Trees placed and used well can provide many quantified environmental services like energy savings and erosion control. However, negative impacts can and do occur. For example, inappropriately water-hungry green landscapes exaggerate water scarcity in arid and semi-arid cities. Less dramatic, but just as evident are costs of maintaining tree landscape systems among many activities vying for the space they need to survive. Communities across the Pennsylvania commonwealth were built more than a hundred years ago with narrow streets, sidewalk, and building spaces. As large maturing trees become structurally unsound or otherwise fail, the cost of removing them often consumes monies available to replace, develop, or even maintain shade canopies. For individual urban homeowners, the expense of maintaining a tree might negate the ability of repairing the roof after a wind storm. Not all homes are insured, and not all insured homes are covered for full replacement costs.
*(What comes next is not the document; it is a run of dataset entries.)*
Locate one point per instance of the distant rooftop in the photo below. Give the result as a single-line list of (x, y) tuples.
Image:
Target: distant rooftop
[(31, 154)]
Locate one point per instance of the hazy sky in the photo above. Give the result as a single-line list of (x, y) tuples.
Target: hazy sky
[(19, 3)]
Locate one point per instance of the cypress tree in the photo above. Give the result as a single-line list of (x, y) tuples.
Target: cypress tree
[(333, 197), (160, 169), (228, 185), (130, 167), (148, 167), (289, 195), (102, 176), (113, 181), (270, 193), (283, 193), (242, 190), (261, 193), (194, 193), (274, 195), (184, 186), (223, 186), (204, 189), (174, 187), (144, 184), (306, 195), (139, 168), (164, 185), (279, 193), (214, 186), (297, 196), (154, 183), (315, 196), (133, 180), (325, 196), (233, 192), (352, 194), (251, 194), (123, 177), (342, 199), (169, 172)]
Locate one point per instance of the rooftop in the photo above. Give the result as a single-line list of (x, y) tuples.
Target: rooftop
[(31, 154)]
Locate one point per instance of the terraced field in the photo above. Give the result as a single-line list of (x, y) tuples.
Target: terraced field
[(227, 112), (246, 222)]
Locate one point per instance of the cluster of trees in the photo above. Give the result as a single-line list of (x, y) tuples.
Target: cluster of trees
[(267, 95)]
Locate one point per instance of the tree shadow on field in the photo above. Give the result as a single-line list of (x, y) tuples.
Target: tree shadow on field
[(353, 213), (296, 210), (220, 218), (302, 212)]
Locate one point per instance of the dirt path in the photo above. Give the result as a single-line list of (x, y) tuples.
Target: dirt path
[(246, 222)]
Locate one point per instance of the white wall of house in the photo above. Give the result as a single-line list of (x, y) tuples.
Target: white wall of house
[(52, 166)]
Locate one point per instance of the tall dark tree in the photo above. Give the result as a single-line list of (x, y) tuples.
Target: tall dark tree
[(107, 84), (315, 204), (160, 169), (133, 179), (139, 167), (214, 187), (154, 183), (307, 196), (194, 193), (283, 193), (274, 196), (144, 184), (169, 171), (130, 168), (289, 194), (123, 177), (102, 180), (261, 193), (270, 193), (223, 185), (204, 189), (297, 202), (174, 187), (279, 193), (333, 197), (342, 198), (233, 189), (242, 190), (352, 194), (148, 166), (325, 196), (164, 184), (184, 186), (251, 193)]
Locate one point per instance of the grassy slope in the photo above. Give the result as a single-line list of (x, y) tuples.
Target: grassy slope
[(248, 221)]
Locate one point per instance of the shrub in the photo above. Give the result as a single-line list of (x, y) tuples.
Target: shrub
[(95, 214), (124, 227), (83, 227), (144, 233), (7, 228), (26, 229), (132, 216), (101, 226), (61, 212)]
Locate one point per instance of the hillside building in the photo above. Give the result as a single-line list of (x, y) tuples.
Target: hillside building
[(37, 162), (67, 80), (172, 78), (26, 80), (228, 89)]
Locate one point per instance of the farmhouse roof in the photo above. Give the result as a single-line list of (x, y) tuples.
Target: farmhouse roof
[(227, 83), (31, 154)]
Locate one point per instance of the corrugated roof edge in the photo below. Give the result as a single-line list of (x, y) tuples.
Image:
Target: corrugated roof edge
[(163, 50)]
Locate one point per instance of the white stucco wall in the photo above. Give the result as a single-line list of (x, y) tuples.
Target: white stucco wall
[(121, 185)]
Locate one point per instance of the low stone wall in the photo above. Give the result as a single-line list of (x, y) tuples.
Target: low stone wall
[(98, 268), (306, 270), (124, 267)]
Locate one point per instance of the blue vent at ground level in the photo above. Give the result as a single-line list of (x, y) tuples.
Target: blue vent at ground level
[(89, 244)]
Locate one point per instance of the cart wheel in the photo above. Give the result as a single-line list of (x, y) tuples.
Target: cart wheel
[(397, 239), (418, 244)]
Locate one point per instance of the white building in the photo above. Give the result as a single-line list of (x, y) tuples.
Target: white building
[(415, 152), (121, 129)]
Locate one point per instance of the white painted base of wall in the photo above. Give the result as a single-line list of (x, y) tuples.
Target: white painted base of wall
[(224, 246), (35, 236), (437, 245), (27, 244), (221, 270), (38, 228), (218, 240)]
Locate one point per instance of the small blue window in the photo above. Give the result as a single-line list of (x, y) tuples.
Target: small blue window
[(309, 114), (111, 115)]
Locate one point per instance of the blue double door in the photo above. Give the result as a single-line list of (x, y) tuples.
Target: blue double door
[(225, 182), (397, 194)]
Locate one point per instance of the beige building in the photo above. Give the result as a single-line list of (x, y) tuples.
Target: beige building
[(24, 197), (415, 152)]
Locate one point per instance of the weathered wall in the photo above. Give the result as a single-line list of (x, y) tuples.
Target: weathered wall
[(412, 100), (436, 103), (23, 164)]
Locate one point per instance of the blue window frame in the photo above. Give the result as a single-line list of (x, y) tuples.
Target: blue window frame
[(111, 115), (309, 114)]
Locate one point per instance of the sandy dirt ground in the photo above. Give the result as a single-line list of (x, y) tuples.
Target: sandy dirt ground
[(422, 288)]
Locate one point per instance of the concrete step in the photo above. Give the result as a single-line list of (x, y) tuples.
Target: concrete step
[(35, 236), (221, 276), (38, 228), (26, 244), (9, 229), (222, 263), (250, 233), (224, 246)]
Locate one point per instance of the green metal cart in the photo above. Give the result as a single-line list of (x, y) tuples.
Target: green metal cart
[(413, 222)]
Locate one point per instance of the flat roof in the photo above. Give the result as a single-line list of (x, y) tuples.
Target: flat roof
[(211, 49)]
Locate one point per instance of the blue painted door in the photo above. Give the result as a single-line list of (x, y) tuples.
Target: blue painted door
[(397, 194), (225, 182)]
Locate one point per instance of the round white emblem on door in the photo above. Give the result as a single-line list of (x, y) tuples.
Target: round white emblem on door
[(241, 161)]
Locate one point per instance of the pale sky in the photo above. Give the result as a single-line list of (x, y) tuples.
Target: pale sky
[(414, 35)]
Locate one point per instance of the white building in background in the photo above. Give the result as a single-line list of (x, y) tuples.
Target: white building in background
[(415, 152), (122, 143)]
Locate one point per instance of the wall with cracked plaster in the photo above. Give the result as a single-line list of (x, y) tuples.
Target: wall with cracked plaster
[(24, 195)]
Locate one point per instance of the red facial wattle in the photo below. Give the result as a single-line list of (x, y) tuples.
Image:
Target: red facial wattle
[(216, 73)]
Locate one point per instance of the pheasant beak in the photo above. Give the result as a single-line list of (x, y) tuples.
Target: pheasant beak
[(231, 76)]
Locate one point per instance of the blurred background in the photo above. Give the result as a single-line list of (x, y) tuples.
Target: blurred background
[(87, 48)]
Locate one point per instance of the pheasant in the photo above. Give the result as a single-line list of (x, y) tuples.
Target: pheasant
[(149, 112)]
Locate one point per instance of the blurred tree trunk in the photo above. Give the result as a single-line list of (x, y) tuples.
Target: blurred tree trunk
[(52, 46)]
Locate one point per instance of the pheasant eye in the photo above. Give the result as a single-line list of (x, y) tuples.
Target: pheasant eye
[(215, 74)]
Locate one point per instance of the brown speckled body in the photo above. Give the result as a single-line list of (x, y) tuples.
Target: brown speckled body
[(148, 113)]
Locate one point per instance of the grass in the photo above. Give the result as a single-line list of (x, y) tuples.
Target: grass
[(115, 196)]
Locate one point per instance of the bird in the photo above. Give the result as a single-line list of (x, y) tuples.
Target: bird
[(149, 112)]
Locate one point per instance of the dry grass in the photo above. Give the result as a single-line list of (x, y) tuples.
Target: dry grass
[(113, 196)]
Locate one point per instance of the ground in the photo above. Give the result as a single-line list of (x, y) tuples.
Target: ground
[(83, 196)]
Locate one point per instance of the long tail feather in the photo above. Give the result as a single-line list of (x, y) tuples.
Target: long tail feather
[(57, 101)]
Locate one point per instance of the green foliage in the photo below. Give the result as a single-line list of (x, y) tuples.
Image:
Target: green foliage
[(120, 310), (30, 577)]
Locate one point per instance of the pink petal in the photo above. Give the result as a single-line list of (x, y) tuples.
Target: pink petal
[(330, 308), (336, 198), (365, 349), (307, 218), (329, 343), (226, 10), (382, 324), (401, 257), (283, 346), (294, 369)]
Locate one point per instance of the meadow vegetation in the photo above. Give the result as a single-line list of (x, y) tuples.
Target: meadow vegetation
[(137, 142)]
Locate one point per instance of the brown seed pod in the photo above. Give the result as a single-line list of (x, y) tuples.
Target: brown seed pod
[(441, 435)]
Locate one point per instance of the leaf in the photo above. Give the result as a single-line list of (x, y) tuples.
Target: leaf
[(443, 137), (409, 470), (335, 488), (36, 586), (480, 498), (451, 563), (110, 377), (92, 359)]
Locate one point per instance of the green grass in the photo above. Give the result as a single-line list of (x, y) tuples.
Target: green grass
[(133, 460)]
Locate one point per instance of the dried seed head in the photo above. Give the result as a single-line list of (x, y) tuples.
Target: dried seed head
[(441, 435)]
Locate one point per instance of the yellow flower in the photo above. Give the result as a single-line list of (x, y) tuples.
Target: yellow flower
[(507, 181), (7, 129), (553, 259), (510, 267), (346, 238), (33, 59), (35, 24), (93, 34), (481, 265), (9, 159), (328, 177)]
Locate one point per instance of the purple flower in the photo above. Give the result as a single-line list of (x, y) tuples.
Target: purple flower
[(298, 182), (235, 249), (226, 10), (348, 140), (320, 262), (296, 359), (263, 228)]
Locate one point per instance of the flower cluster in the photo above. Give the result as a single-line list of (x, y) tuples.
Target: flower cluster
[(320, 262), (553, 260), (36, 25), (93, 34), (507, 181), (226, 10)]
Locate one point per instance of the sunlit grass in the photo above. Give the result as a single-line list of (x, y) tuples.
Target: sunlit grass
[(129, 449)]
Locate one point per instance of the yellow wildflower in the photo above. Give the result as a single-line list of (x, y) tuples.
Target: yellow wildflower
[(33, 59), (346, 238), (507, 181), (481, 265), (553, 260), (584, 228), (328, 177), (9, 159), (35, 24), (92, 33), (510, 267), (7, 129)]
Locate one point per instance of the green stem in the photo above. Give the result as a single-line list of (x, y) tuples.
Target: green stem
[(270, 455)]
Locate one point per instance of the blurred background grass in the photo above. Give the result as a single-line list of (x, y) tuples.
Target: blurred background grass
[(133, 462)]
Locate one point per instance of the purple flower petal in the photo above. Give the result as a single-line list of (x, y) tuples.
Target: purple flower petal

This tree standing on private property was in declining condition before the wind storm. Now the tree is unsalvageable, and the house is severely damaged. An ash tree killed by Emerald Ash Borer stands in the background at left. Photo by Scott Sjolander, Penn State Extension.

Progressive management goals emphasize using tree landscapes as part of providing environmental, social, and economic benefits. Tradeoffs include situations where management actions improve one situation, such as lack of shade canopy, they but can also increase disservices in a win-lose situation. Stakeholders commonly have more complicated perspectives about trees. Residents of low-income neighborhoods may find that efforts to improve their streets also raise property values and housing costs beyond what they can afford. To them, neighborhood tree planting may be one indication of further changes coming.

The "Beyond 'trees are good'…" article defines negative synergies as lose-lose scenarios where disservices are exacerbated and negative impacts compound. One example of negative synergy would be when recently planted trees die from insufficient maintenance. Management decisions that do not support allocating sufficient resources for young newly planted tree success often cause such trees to die from lack of maintenance.


The newly planted tree in the foreground failed in part due to lack of maintenance, but a volunteer tree thrives on its own in the unexpected location of a chimney in the upper right corner of the photo. Photo by Scott Sjolander, Penn State Extension.

In the photo above, the large-maturing tree in the foreground was placed in a site with too little space, and further suffered maintenance injuries. It will likely die before it reaches a size returning values exceeding its installation expenses. When planted trees die before returning benefits, they represent sunk costs, but they will not provide the long-term benefits management programs seek. Further, such tree mortality may help persuade residents to resist supporting further public planting or investing in planting on their own properties. 

In the background of the photo, a wild tree has become established in the chimney of a revitalized school building. While it too is out of place, it thrives. Although the naturally occurring tree is providing services, it will require expensive removal. It may have already caused damage to the stack that compel extensive repair or demolition. Negative synergy abounds.

Understanding people's perceptions of trees and their cost-benefit balance are complex can help green advocates better serve reluctant audiences. Evaluating true services, disservices, and inherent costs begins with asking stakeholder perspectives and heeding their concerns. Preparing integrated systems to serve each audience will become more intricate. However, the solutions will have the potential to yield more well-placed trees to produce sustainably effective outcomes.

Reference

Roman, Lara A.; Conway, Tenley M.; Eisenman, Theodore S.; Koeser, Andrew K.; Ordóñez Barona, Camilo; Locke, Dexter H.; Jenerette, G. Darrel; Östberg, Johan; Vogt, Jess. 2020. Beyond 'trees are good': Disservices, management costs, and tradeoffs in urban forestry. Ambio 50: 615–630.